①その返礼品が通常販売をされている場合、販売価格を調べる
返礼品の製造者がふるさと納税の返礼品としてだけではなく、通常の販売を行っている場合、その製造者が提示する販売価格を返礼品の経済的利益金額とします。
②その返礼品の類似品の販売価格を調べる
同じ品物の販売価格が不明の場合は、類似品の一般的な販売価額を経済的利益金額とします。
③寄付額の30%の金額とする
寄付団体が返礼品として準備する返礼品の価格は、過度な寄付金の集金や競争を避けるために原則として寄付金額の30%以下に抑えることと定められています。このことから、寄付額の30%の金額を返礼品の経済的利益金額とします。
3.返礼品に課税がされる場合
一時所得は、総収入金額から収入を得るために支出した金額と最高50万円の特別控除額を差し引いて算出がされ、その算出された金額に課税がされます。言い換えれば、総収入金額が収入を得るために支出した金額を下回る場合や、総収入金額が50万円を下回る場合等には課税がされません。
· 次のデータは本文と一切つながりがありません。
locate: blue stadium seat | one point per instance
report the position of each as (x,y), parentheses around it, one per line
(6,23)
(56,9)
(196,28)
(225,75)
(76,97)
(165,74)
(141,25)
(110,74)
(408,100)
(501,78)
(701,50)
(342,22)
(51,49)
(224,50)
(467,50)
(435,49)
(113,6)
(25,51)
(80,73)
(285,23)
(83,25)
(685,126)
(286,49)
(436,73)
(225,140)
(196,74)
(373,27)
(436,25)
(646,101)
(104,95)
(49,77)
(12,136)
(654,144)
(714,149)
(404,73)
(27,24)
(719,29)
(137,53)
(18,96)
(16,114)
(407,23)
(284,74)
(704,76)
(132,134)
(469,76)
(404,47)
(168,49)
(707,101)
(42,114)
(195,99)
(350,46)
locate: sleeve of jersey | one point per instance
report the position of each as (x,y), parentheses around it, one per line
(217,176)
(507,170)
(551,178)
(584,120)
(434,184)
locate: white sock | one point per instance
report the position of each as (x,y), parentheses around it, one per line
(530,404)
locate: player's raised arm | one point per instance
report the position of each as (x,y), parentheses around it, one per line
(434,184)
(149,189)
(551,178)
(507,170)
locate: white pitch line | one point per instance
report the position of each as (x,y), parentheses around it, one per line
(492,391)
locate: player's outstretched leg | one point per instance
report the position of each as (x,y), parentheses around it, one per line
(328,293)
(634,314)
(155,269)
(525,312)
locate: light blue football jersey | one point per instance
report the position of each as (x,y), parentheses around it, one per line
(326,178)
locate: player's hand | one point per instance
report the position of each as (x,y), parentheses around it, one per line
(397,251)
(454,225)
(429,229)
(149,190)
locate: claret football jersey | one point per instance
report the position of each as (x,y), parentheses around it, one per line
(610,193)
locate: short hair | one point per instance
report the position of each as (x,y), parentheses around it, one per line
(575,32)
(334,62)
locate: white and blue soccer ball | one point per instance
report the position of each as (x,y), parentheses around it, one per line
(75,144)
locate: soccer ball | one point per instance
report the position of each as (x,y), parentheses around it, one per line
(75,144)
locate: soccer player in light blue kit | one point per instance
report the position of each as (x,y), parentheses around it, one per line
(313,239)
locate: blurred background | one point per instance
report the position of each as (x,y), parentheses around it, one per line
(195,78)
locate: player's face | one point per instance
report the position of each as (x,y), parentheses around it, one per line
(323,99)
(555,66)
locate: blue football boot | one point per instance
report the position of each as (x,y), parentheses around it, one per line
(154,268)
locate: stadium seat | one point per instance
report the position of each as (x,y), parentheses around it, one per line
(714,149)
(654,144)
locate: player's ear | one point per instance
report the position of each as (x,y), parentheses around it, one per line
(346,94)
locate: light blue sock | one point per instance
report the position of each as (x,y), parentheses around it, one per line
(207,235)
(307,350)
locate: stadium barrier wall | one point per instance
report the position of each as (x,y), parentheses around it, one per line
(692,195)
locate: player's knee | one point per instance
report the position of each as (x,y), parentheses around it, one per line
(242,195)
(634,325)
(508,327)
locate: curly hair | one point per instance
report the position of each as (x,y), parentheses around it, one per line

ふるさと納税の返礼品の経済的利益金額とは、総収入金額から収入を得るために支出した金額を差し引いた金額に該当をします。収入を得るために支出した金額に、寄付金額は含まれません。
①一時所得がふるさと納税の返礼品のみの場合
一時所得に該当をする所得が、ふるさと納税の返礼品の経済的利益のみである場合には、その返礼品の経済的利益の金額の合計額が50万円を上回る場合に課税をされます。
返礼品の経済的利益の金額を、寄付額の30%の金額と算出する場合においては、ふるさと納税の寄付額が166万円を超える場合には課税をされるといえます。
②一時所得がふるさと納税以外にもある場合
一時所得に含まれるものは、ふるさと納税の返礼品の経済的利益以外に、生命保険の一時金、競馬や競輪の払戻金等があります。
これらの他の一時所得がある場合には、これらを含めた総収入金額から収入を得るために支出した金額を差し引いた金額が50万円を上回る場合に課税をされます。
4.返礼品に課税される金額
課税をされた場合は、所得税額の支払いが必要です。一時所得は、その所得金額の50%が総所得金額として所得税の計算対象になります。所得税の税率は総所得金額によって異なり、総所得金額に対して5%から45%となっています。つまり最も高い税率が適用される人においては、返礼品の経済的利益の金額の50%の金額に45%を乗じた金額が所得税として課税されることとなります。
5.まとめ
上記のように、ふるさと納税として多額の寄付を行い、多くの返礼品を受け取った場合には、その返礼品に課税がされることがあります。 節税目的でふるさと納税を行う人にとっては、返礼品によって新たな税金の支払いが必要となることは望ましくないことでしょう。効果的なふるさと納税の利用をするようにしましょう。ご不明な点がございましたら、身近な専門家に相談されることをお勧め致します。